We then proceed to placing the value in the buffer at the current producer’s index. Only the current thread will update the producer index and a consumer will not read from the current value so long as the producer index refers to it. The value may not even be written atomically, e.g. for T’s that are greater than a pointer sized word. This is okay: only the act of incrementing the index allows a consumer to access the element in question. Writes on the CLR 2.0 memory model are retired in order and the reading side will use an acquire load of the index before accessing the element’s words. Indeed we could use complicated multipart value types that are comprised of lengthy buffers, header words, and so on.
We then increment the producer index, handling the possibility of wrap-around by modding with the capacity. This uses an Interlocked.Exchange for one simple reason: we are about to read a consumer waiting flag, and must prevent the load of that flag from moving prior to the producer index write. The consumer sets this flag when it notices the queue is empty and waits. This enables us to use a “Dekker style” check to minimize synchronization. We could have alternatively just unconditionally set the event, doing away with the interlocked operation altogether. But that call, if it involves kernel transitions, which is quite likely, is going to be much more expensive and would occur on every call to Enqueue. And any event of this kind that doesn’t require kernel transitions is going to at least require an interlocked operation for the same reason we require one here. An alternative technique involves setting when we transition the buffer from empty to non-empty or full to non-full, but this wastes a possibly expensive signal if the other party isn’t even currently waiting. If full or empty is a rare situation, then full or empty and with a peer actually physically waiting is even rarer.
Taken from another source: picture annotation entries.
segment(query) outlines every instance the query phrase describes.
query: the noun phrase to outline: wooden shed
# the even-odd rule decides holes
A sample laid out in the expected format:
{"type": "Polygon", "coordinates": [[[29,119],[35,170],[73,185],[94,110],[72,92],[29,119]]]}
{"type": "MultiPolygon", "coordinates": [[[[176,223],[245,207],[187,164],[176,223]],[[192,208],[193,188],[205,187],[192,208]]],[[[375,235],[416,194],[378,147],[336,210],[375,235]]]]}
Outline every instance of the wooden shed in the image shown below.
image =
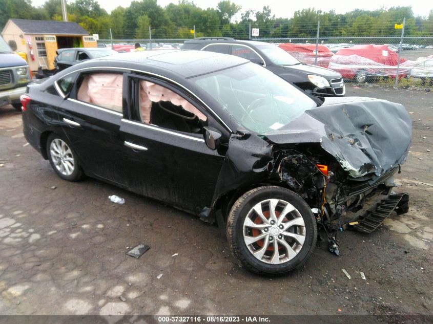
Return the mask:
{"type": "Polygon", "coordinates": [[[97,46],[94,37],[76,23],[12,18],[8,20],[2,34],[6,41],[15,41],[17,51],[27,54],[33,71],[39,66],[54,69],[58,49],[97,46]]]}

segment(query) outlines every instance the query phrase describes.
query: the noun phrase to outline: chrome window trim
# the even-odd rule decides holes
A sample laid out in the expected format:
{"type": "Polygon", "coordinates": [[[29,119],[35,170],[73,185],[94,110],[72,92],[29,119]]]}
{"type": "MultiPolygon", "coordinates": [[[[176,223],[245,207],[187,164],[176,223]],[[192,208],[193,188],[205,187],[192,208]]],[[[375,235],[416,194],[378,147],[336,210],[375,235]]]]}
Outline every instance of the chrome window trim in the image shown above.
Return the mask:
{"type": "Polygon", "coordinates": [[[67,100],[69,100],[70,101],[72,101],[72,102],[75,102],[76,103],[80,103],[81,104],[84,104],[86,106],[88,106],[92,108],[94,108],[95,109],[97,109],[98,110],[100,110],[101,111],[105,112],[106,113],[110,113],[111,114],[113,114],[113,115],[118,116],[122,118],[123,118],[123,114],[120,114],[120,113],[118,113],[117,112],[115,112],[113,110],[110,110],[109,109],[107,109],[106,108],[102,108],[102,107],[95,106],[95,105],[92,104],[91,103],[88,103],[84,101],[80,101],[79,100],[77,100],[75,99],[72,99],[71,98],[68,98],[67,100]]]}
{"type": "Polygon", "coordinates": [[[187,139],[193,140],[194,141],[197,141],[197,142],[201,142],[202,143],[204,143],[204,140],[202,138],[198,138],[197,137],[194,137],[194,136],[185,135],[185,134],[180,134],[176,132],[173,132],[172,131],[169,131],[168,129],[166,129],[166,128],[160,128],[160,127],[156,125],[149,125],[149,124],[143,124],[138,121],[129,120],[129,119],[126,119],[125,118],[122,118],[121,121],[127,123],[127,124],[131,124],[131,125],[135,125],[136,126],[140,126],[145,128],[153,129],[154,131],[158,131],[159,132],[161,132],[161,133],[164,133],[166,134],[175,135],[179,137],[182,137],[183,138],[186,138],[187,139]]]}
{"type": "Polygon", "coordinates": [[[19,67],[8,67],[7,68],[0,68],[0,71],[3,71],[4,70],[10,70],[11,71],[15,70],[16,69],[19,69],[19,68],[26,68],[27,69],[29,68],[29,66],[28,65],[22,65],[19,66],[19,67]]]}
{"type": "MultiPolygon", "coordinates": [[[[263,56],[262,56],[260,54],[259,54],[258,53],[257,53],[257,51],[256,51],[254,49],[253,49],[252,47],[250,47],[248,45],[244,45],[244,44],[237,44],[236,43],[212,43],[212,44],[208,44],[207,45],[206,45],[204,47],[203,47],[202,49],[201,49],[201,50],[200,50],[200,51],[203,51],[203,50],[204,49],[205,49],[207,47],[209,47],[209,46],[211,46],[211,45],[228,45],[228,46],[230,46],[230,45],[236,45],[236,46],[242,46],[242,47],[246,47],[246,48],[248,48],[248,49],[250,49],[250,50],[251,50],[253,52],[254,52],[254,53],[255,53],[256,54],[257,54],[257,55],[258,56],[258,57],[260,58],[260,59],[261,59],[261,60],[262,60],[262,61],[263,62],[263,67],[265,67],[265,66],[266,66],[266,62],[265,62],[265,61],[264,61],[264,59],[263,58],[263,56]]],[[[219,52],[217,52],[216,53],[219,53],[219,52]]],[[[228,53],[228,55],[233,55],[234,56],[237,56],[237,55],[233,55],[233,54],[230,54],[230,53],[228,53]]],[[[241,57],[241,56],[238,56],[238,57],[241,57]]],[[[244,57],[242,57],[242,58],[244,58],[244,57]]],[[[245,59],[248,59],[248,58],[245,58],[245,59]]],[[[250,61],[250,60],[249,60],[249,61],[250,61]]],[[[250,61],[251,62],[251,61],[250,61]]]]}
{"type": "MultiPolygon", "coordinates": [[[[209,111],[213,115],[214,117],[215,117],[220,122],[221,122],[221,123],[222,124],[223,126],[224,126],[225,127],[225,128],[228,131],[229,131],[229,132],[230,132],[231,133],[233,133],[233,131],[232,130],[232,129],[230,127],[229,127],[229,125],[227,125],[227,124],[226,124],[225,122],[224,122],[224,121],[222,120],[222,119],[221,119],[221,118],[218,115],[217,115],[215,113],[215,112],[213,110],[212,110],[209,106],[208,106],[207,104],[206,104],[204,103],[204,102],[203,101],[203,100],[202,100],[201,99],[200,99],[200,98],[199,98],[193,92],[192,92],[191,90],[190,90],[189,89],[188,89],[186,87],[184,87],[183,85],[182,85],[182,84],[181,84],[179,82],[176,82],[175,81],[172,80],[171,79],[168,78],[167,77],[165,77],[165,76],[162,76],[162,75],[160,75],[159,74],[157,74],[156,73],[153,73],[152,72],[147,72],[147,71],[143,71],[142,70],[137,70],[136,69],[128,69],[127,68],[116,68],[116,67],[115,67],[100,66],[100,67],[89,67],[89,68],[83,68],[83,69],[79,69],[78,70],[74,70],[74,71],[71,71],[70,72],[69,72],[68,73],[67,73],[66,74],[63,75],[61,77],[61,78],[64,78],[65,77],[66,77],[68,75],[69,75],[70,74],[71,74],[72,73],[75,73],[76,72],[79,72],[80,71],[88,71],[88,70],[101,70],[101,69],[108,69],[109,70],[117,70],[117,71],[122,70],[122,71],[127,71],[127,71],[134,71],[134,72],[140,72],[140,73],[144,73],[145,74],[147,74],[148,75],[151,75],[151,76],[155,76],[155,77],[161,78],[161,79],[163,79],[164,80],[166,80],[168,81],[169,82],[171,82],[173,83],[174,83],[175,84],[178,85],[179,87],[181,88],[182,89],[183,89],[184,90],[185,90],[188,93],[190,93],[191,95],[194,96],[194,98],[196,98],[199,101],[200,101],[200,102],[201,103],[201,104],[203,106],[206,107],[209,110],[209,111]]],[[[56,80],[54,81],[54,83],[56,82],[57,81],[57,80],[56,80]]],[[[68,98],[68,99],[69,99],[69,98],[68,98]]],[[[81,102],[81,101],[80,101],[79,102],[81,102]]],[[[99,108],[99,107],[95,107],[99,108]]]]}

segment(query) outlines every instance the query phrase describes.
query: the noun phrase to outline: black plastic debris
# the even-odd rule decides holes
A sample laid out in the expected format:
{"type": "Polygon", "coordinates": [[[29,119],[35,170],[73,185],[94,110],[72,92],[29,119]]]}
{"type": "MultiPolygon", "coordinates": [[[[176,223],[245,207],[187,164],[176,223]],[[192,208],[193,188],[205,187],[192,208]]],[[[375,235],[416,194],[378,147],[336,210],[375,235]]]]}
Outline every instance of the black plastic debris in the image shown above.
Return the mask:
{"type": "Polygon", "coordinates": [[[134,257],[138,258],[150,248],[150,247],[149,245],[145,245],[144,244],[139,244],[138,245],[133,248],[132,250],[130,250],[127,252],[126,252],[126,254],[128,255],[131,255],[131,256],[133,256],[134,257]]]}

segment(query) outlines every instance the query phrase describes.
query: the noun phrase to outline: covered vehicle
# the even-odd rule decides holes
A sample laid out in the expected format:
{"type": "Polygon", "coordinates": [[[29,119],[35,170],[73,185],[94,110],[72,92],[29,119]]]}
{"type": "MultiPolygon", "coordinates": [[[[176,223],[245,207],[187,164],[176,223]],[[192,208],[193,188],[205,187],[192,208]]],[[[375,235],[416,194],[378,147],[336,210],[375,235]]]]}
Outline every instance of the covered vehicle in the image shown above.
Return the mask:
{"type": "Polygon", "coordinates": [[[408,60],[401,65],[410,71],[410,76],[420,78],[423,85],[433,85],[433,55],[419,57],[416,61],[408,60]]]}
{"type": "Polygon", "coordinates": [[[0,107],[10,103],[20,111],[19,97],[26,92],[30,80],[27,62],[13,53],[0,36],[0,107]]]}
{"type": "Polygon", "coordinates": [[[111,49],[99,47],[61,49],[57,50],[56,52],[57,55],[54,58],[54,66],[58,71],[65,70],[87,60],[117,54],[111,49]]]}
{"type": "Polygon", "coordinates": [[[316,44],[296,44],[283,43],[278,47],[305,64],[327,68],[334,53],[324,45],[318,46],[317,61],[316,61],[316,44]]]}
{"type": "Polygon", "coordinates": [[[407,211],[407,195],[391,194],[410,144],[402,105],[334,98],[319,107],[234,56],[106,57],[29,85],[22,102],[26,139],[60,177],[86,175],[216,222],[255,272],[303,264],[318,226],[337,253],[340,228],[371,231],[407,211]]]}
{"type": "MultiPolygon", "coordinates": [[[[401,58],[400,63],[405,60],[401,58]]],[[[355,45],[338,51],[328,67],[346,79],[363,82],[380,77],[395,77],[398,62],[398,54],[385,45],[355,45]]],[[[400,69],[399,77],[406,76],[407,72],[400,69]]]]}

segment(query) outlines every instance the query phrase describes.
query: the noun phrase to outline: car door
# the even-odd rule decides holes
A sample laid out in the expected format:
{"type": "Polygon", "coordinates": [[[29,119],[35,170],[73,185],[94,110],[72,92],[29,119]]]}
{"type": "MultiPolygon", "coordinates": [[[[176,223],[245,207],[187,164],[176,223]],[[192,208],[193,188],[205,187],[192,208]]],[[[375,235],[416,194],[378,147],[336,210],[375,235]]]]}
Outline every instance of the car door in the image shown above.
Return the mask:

Let’s now look at the WaitUntilNonFull method. It’s really the reverse of what the consumer does, so based on everything said till this point, I am guessing it’s obvious:
private void WaitUntilNonFull()
{
Interlocked.Exchange(ref m_producerWaiting, 1);
try {
while (IsFull) {
m_producerEvent.WaitOne();
}
}
finally {
m_producerWaiting = 0;
}
}
We begin by issuing a memory fence and setting the producer waiting flag. This memory fence is necessary to advertise that we are about to wait, and also to ensure the subsequent check of IsFull is synchronized. The consumer does something very much like the producer does (above) after taking an element: if the producer is waiting, the consumer has made space for it and therefore must signal. But it could be the case that the consumer has already made the queue non-full before it could notice the producer’s waiting flag. We catch this by ensuring the producer’s check of IsFull cannot go before setting the producer waiting; similarly, the consumer cannot make IsFull false without subsequently noticing that the producer is waiting; this avoids deadlock.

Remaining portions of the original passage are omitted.